Page MenuHomePhabricator

Allow search engines to crawl code hosted by phabricator
Closed, DeclinedPublic

Description

The ability to search commit history (and ideally also code review comments) is greatly appreciated by devs. In [[Wikimedia technical search]] and others, we're currently forced to use external mirrors (like gmane.org) because git.wikimedia.org has never been robust enough.

I see that right now some diffusion URLs are indexed by search engines, e.g. https://phabricator.wikimedia.org/rMW23fab68274456f796563a5eac2ab70cb307afe1a , perhaps because it was linked by some task. However, robots.txt disallows crawling of /diffusion/, which makes the indexing spotty and inconsistent. Can we try removing the rule, or figure out something so that the main diffusion URLs are consistently indexed?

Event Timeline

Nemo_bis raised the priority of this task from to Needs Triage.
Nemo_bis updated the task description. (Show Details)
Nemo_bis added a project: Phabricator.
Nemo_bis changed Security from none to None.
Nemo_bis subscribed.
Aklapper triaged this task as Lowest priority.Dec 8 2014, 11:20 AM

I have no idea what "Needs Volunteer" means for such a task.

That a patch is welcome. Then again, if @Chad or @Jdforrester-WMF want to increase the priority, this is their area.

A patch is not a way to do load testing. Chad, do you confirm no load testing is needed and a patch is all that's needed?

Nemo_bis renamed this task from Allow search engines to crawl diffusion/ to Allow search engines to crawl diffusion/ and other diffusion pages.Jan 18 2015, 12:30 PM

Our phabricator server is fairly well equipped, it should handle the load, especially given that search engines usually try not to overload the sites they are indexing.

It seems there is fairly good reason for the diffusion exclusion in robots.txt: see https://secure.phabricator.com/T4610

It seems there is fairly good reason for the diffusion exclusion in robots.txt: see https://secure.phabricator.com/T4610

Sure, there are good reasons to have *some* robots.txt, just not the current one. From the upstream report, problems may be:

  • file download (i.e. ?view=raw, ?diff=1, phab.wmfusercontent.org/file/data/* ?),
  • history for individual files (as in history page or other? I see no git stuff there).

According to the task description, we're mainly interested in indexing pages such as https://phabricator.wikimedia.org/diffusion/MW/history/master/ so that all the commits can be reached. There is probably other stuff though.

Maybe we could try something like:

User-Agent: *
Allow: /diffusion/
Disallow: /diffusion/*?view=raw
Disallow: /diffusion/*?diff=1
Disallow: /diffusion/*/diff/
# Try and block history with multiple slashes?
# Disallow: /diffusion/*/history/*/*
Crawl-delay: 1

Single wildcard works at least for Google, triple wildcard I need to check.

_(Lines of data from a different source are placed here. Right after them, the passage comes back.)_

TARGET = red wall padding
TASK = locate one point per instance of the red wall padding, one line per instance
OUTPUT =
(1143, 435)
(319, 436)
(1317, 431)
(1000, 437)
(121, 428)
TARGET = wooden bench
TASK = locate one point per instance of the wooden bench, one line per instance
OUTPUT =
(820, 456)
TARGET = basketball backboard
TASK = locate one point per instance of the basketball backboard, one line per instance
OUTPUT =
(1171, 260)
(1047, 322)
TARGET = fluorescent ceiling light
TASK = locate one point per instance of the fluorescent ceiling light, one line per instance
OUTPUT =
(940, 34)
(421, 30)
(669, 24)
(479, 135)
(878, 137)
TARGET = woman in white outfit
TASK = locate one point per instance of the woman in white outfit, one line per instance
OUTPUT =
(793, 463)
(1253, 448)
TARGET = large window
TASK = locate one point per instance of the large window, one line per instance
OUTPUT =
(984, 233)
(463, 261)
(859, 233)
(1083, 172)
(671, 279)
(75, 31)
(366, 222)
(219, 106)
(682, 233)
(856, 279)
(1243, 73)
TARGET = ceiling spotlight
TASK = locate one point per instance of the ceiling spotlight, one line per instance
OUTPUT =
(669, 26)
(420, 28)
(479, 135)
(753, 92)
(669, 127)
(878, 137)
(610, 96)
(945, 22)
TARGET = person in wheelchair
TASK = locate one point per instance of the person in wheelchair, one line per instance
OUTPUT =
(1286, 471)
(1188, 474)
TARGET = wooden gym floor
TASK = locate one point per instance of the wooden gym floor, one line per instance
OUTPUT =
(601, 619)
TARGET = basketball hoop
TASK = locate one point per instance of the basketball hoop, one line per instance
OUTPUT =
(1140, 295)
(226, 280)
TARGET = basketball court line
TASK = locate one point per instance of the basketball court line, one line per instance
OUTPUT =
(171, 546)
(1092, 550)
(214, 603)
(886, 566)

@Nemo_bis: I'm willing to try it, though epriestley had some suggestions in the upstream ticket (re-read the comment thread, there is new discussion as of today) which we might also want to consider. Specifically: indexing our php code with diviner which would generate nice formatted search-engine-friendly code documentation.

From upstream discussion:

Very good suggestions, and I will look into running diviner on our codebase, to see how that looks. It might be as good or better than what I was imagining in my previous comment. And phabricator code search is definitely a nice and desirable feature. That is probably a lot more valuable than search-engine-friendly diffusion.

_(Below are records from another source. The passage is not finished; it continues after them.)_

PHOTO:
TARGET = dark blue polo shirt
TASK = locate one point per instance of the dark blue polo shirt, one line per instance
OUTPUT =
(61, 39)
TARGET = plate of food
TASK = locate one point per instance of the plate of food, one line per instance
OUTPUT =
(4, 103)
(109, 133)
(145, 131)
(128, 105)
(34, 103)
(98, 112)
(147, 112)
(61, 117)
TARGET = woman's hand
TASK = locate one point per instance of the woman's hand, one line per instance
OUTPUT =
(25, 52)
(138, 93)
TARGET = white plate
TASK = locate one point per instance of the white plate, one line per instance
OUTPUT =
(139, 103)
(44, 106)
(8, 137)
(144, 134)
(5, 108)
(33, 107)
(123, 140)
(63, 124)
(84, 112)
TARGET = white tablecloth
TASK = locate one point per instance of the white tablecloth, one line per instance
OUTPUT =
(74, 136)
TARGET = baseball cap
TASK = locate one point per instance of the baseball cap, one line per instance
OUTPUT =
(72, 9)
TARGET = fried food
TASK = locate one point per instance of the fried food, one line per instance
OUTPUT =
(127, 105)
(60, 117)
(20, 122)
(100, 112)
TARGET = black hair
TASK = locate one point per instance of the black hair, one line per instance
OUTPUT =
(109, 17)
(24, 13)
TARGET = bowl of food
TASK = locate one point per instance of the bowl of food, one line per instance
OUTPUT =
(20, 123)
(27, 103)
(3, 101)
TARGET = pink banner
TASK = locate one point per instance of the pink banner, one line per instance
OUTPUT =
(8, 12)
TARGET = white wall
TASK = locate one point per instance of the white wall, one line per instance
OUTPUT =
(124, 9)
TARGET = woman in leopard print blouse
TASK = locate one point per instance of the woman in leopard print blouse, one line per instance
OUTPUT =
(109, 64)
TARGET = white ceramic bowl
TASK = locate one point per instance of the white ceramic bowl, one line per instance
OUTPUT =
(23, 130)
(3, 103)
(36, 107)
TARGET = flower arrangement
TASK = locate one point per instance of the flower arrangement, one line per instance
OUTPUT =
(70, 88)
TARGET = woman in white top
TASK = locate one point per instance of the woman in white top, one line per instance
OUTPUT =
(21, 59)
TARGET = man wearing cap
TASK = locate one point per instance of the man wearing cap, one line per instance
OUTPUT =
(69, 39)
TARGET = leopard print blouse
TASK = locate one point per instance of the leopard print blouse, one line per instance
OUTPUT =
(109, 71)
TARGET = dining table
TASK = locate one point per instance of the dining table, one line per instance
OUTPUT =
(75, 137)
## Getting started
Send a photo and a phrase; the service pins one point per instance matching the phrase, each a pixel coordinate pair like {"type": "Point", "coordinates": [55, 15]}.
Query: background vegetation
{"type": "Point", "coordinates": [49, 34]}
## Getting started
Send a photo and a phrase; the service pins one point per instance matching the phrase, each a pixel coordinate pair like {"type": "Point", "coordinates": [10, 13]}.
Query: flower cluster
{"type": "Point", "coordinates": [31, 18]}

greg raised the priority of this task from Lowest to Medium.Dec 2 2015, 7:04 PM
greg moved this task from To Triage to Backlog on the Gitblit-Deprecate board.
greg lowered the priority of this task from Medium to Lowest.Dec 2 2015, 7:07 PM

(bad drag/drop on the workboard)

Does gitblit allow indexing now?

Does gitblit allow indexing now?

Nope. And we've had problems with misbehaving bots and had to IP or UA ban them before.

That's moreso a reflection of Gitblit's terrible performance at our scale and less a desire to not let them be indexed.

mmodell renamed this task from Allow search engines to crawl diffusion/ and other diffusion pages to Allow search engines to crawl code hosted by phabricator.Jun 9 2016, 7:53 PM

I propose to decline this as the plan is not to host any code canonically on Phabricator per T191182.
Crawlers could try to reach GitLab and Gerrit instead and users looking at crawler results would get closer to the venue where they could contribute code changes.